Effective decision making in health care relies upon evidence-based measures of relative disease frequency, mortality and morbidity. Findings from the first Global Burden of Disease (GBD) study showed for the first time the high level of health loss, or ‘burden’, associated with mental disorders relative to other high priority public health issues. A major contribution to the mental health burden comes from anxiety disorders yet there has been no comprehensive assessment of the global frequency or extent of health loss from this group of common mental disorders. Accurate estimates for the prevalence and burden of anxiety disorders, relative to other health issues, across populations and over time, are needed to inform policy decisions around resource re-allocation, service provision and research priorities.
The new Global Burden of Disease Study (GBD 2010) aimed to produce estimates of fatal and non-fatal disease burden using improved data and modelling techniques for a more complete range of disease and injury categories. This new initiative provided an opportunity to produce, for the first time, estimates for the global prevalence and burden of anxiety disorders.
This thesis addresses the data input and methods required to synthesise populationrepresentative measures of health loss to inform health policy, and the application of these in calculating the prevalence and burden of anxiety disorders.
A series of systematic reviews were conducted for epidemiological studies reporting prevalence, incidence, remission and excess mortality for all mental disorders captured in GBD 2010. I collated and assessed information on data availability and study quality, identifying strengths and weaknesses in the current research and calculated regional coverage for prevalence data. Then, focusing on anxiety disorders, I used random effects meta-regression to explore sources of variability (methodological and substantive) in the prevalence data. Next, a global prevalence model of anxiety disorders was derived using a Bayesian meta-regression tool (DisMod-MR). The model input included data sourced iii through the systematic review and expert input. The data were adjusted for methodological differences identified in the preliminary meta-regression and then estimates derived for populations where data were lacking based on epidemiologically similar populations and country-level covariates such as exposure to conflict.
Years of life lived with disability (YLDs) were calculated based on prevalent cases multiplied by an average disability weight taken from the weights allocated to severity proportions (mild, moderate and severe). YLDs and disability-adjusted life years (DALYs) were calculated by sex and age across 21 world regions for 1990, 2005 and 2010. The proportion of burden attributable to anxiety disorders was compared with other mental and physical disorders to provide an objective evidence base to inform decision making in global health policy and service provision.

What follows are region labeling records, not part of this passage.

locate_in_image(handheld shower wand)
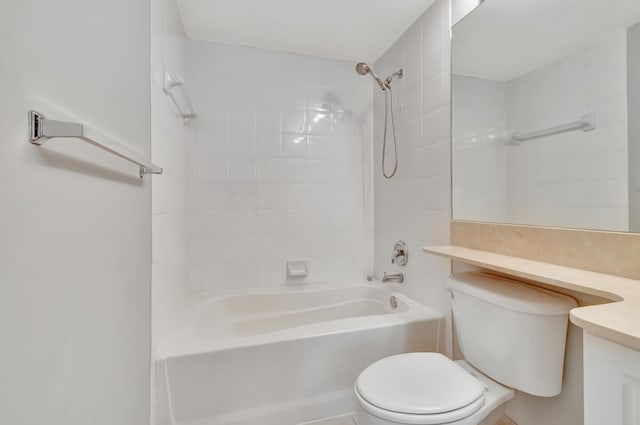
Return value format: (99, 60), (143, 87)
(356, 62), (385, 90)
(356, 62), (404, 179)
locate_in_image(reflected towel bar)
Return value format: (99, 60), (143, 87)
(510, 113), (596, 146)
(29, 110), (162, 177)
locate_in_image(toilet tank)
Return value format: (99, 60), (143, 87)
(449, 272), (577, 397)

Anxiety disorders were common, with an average point prevalence of 4.0% (95%UI 3.8– 4.3%) and were associated with a high degree of health loss due to the disability resulting from these disorders. In 2010, they accounted for 390 YLDs/DALYs per 100,000 persons (95%UI 191–371/100,000), making anxiety disorders the sixth leading cause of global disability, in terms of YLDs. While there was no direct mortality associated with anxiety disorders in GBD 2010 7% of suicide deaths were attributed to anxiety disorders.

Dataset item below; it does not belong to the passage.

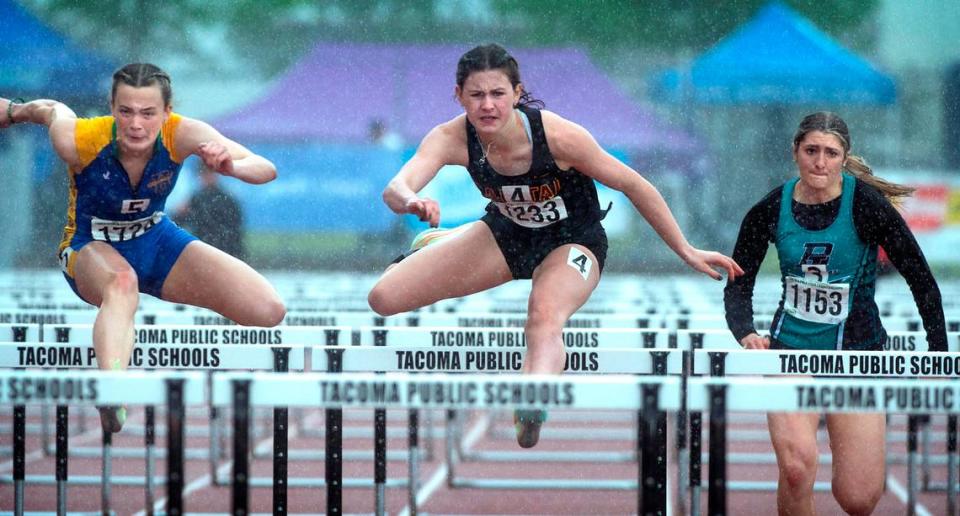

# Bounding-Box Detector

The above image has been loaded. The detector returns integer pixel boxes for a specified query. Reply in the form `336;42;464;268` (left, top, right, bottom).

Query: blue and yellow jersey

Between 1990 and 2010, crude YLDs from anxiety disorders increased by 36%. There was no detectable change in the prevalence of anxiety disorders over the past two decades. The increase in absolute YLDs was explained by global population growth and population ageing. Females accounted for 65% of the DALYs caused by anxiety disorders. The age pattern was similar for both sexes, with YLD rates peaking in the 15–34-year age group: 387 YLDs per 100,000 males and 721 YLDs per 100,000 females.
Higher YLD rates were found in high-income GBD regions (North America High Income, Australasia, and Southern Latin America) and in regions with populations exposed to conflict (North Africa/Middle East and Central Europe), while lower rates were found in East Asia. There was considerable uncertainty around estimates, particularly for regions where no empirical data were available.
Anxiety disorders are chronic, disabling conditions, and the findings reported here show for the first time their public health significance. To respond to the high burden and low treatment rates of anxiety disorders, policy makers and clinicians in all countries need to ensure cost-effective interventions are widely available. Estimates of prevalence and disease burden could be improved by strengthening the quality of epidemiological data, and identifying whether variations in regional distributions of anxiety disorders are substantive or an artefact of cultural or methodological differences.